Paynter Alex, Willis Amy D
Department of Biostatistics, University of Washington, Health Sciences Building, Box 357232, 1705 NE Pacific St., Seattle, WA 98195.
J Appl Stat. 2021;48(6):1053-1070. doi: 10.1080/02664763.2020.1754359. Epub 2020 Apr 19.

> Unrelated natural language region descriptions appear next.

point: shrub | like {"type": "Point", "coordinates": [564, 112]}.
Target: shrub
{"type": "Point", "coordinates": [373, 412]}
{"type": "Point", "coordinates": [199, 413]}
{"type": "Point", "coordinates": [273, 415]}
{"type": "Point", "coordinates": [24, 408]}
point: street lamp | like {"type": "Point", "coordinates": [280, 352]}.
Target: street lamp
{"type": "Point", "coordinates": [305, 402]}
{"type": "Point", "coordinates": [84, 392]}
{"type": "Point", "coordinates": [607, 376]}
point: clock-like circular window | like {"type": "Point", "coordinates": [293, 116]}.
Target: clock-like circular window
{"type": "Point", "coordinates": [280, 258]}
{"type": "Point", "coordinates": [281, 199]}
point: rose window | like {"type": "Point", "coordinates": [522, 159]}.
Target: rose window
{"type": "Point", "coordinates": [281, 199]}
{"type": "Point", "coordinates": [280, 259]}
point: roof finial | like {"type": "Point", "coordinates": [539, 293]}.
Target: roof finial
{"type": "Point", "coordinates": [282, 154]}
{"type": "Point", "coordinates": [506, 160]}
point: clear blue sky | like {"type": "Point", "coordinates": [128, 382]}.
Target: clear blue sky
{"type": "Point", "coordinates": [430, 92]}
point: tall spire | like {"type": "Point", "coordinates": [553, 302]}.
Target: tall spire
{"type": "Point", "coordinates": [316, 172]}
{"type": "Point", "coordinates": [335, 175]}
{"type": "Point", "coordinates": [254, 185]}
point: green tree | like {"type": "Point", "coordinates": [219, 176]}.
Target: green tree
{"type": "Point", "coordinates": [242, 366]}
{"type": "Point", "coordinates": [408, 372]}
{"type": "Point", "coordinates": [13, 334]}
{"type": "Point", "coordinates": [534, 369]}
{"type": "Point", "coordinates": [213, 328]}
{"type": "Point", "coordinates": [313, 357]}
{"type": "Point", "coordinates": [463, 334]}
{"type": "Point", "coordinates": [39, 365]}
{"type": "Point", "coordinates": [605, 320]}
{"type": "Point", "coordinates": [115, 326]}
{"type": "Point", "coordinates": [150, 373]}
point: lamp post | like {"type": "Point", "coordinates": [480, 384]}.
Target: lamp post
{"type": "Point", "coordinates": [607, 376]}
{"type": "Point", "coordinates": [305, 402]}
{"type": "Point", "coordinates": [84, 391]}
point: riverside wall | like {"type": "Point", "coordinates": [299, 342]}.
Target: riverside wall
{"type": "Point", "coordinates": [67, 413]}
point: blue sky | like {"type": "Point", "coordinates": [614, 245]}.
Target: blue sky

Our goal is to estimate the true number of classes in a population, called the species richness. We consider the case where multiple frequency count tables have been collected from a homogeneous population, and investigate a penalized maximum likelihood estimator under a negative binomial model. Because high probabilities of unobserved classes increase the variance of species richness estimates, our method penalizes the probability of a class being unobserved. Tuning the penalization parameter is challenging because the true species richness is never known, and so we propose and validate four novel methods for tuning the penalization parameter. We illustrate and contrast the performance of the proposed methods by estimating the strain-level microbial diversity of Lake Champlain over 3 consecutive years, and global human host-associated species-level microbial richness.
我们的目标是估计总体中的真实类别数量,即物种丰富度。我们考虑从同质总体中收集了多个频数计数表的情况,并研究负二项式模型下的惩罚最大似然估计器。由于未观察到的类别的高概率会增加物种丰富度估计的方差,我们的方法对类未被观察到的概率进行惩罚。调整惩罚参数具有挑战性,因为真实的物种丰富度永远是未知的,因此我们提出并验证了四种调整惩罚参数的新方法。我们通过估计尚普兰湖连续3年的菌株水平微生物多样性以及全球人类宿主相关物种水平的微生物丰富度,来说明并对比所提出方法的性能。